Process, application, and communication of regression modeling in valuing real estate

Regression software has become more and more a part of developing real estate property value opinions. As a result, it is paramount to understand the differences in tools available, and the elements of the regression process that are necessary for the valuer to understand and to disclose in a report.

While guidance is available related to the general use of AVMs and statistical tools, currently there is limited detailed guidance that speaks exclusively to the specifics of regression modeling. There is little instruction on evaluating the credibility and reliability issues that surround: the variety of features in regression tools, the process of developing a regression model, and the communication of the conclusions to the user. Below are important factors for the valuation professional to consider when evaluating the choices of software, and when generating, applying, and communicating regression results.

General knowledge of the regression software’s “inner workings”.

The valuer should understand and disclose the overall processes used by the tool and the type of regression employed. In addition, the valuer should understand any built-in equations, parameters, algorithms, and “givens”, which are automated and out of the control of the human valuer. How do those automated operations affect the process and results? For example, if the software automatically subtracts an estimated land value, automatically removes certain types of transactions, or automatically applies increases or decreases to prices based on market changes since the transaction date, how exactly is the software making those determinations and what is the impact on the final analysis?

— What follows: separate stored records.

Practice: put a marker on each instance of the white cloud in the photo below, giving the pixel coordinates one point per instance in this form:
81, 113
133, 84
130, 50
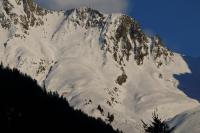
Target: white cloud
108, 6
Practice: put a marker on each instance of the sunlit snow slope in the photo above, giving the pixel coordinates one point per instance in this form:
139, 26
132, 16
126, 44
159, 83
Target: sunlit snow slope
102, 63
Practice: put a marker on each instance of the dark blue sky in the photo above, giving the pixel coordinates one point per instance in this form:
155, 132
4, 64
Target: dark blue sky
176, 21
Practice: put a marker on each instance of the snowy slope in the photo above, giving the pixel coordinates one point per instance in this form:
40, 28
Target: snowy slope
102, 63
187, 122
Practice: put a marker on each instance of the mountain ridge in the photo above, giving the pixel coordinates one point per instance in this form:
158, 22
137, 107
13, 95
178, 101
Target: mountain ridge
102, 63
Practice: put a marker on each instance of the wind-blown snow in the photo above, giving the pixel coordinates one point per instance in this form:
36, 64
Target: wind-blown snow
66, 56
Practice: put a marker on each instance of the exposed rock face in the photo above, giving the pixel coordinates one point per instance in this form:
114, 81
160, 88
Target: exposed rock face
93, 59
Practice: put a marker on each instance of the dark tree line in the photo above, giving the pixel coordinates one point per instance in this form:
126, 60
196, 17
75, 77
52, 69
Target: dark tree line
25, 106
157, 125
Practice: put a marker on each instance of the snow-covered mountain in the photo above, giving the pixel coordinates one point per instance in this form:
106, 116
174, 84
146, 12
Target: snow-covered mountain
186, 122
103, 64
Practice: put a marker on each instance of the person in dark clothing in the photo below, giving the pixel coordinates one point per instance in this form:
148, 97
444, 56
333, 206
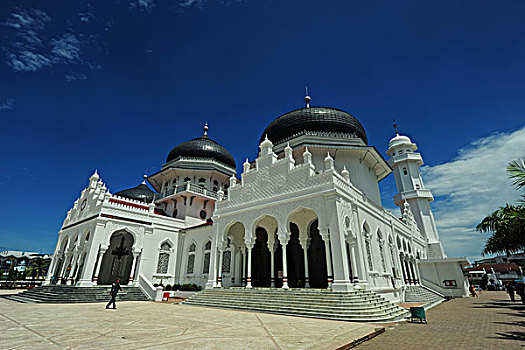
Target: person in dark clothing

Plain-language explanations.

It is likely that the user of a valuation report (and quite likely the valuer him or herself) is not a statistician or mathematician. Terms like R-squared, p-values, coefficients, ranges, intercepts, and other words related to regression should be explained so the user can understand the content of the report. This is not to say that specialized terms should never be used, but rather that they should at least be defined in a clear manner.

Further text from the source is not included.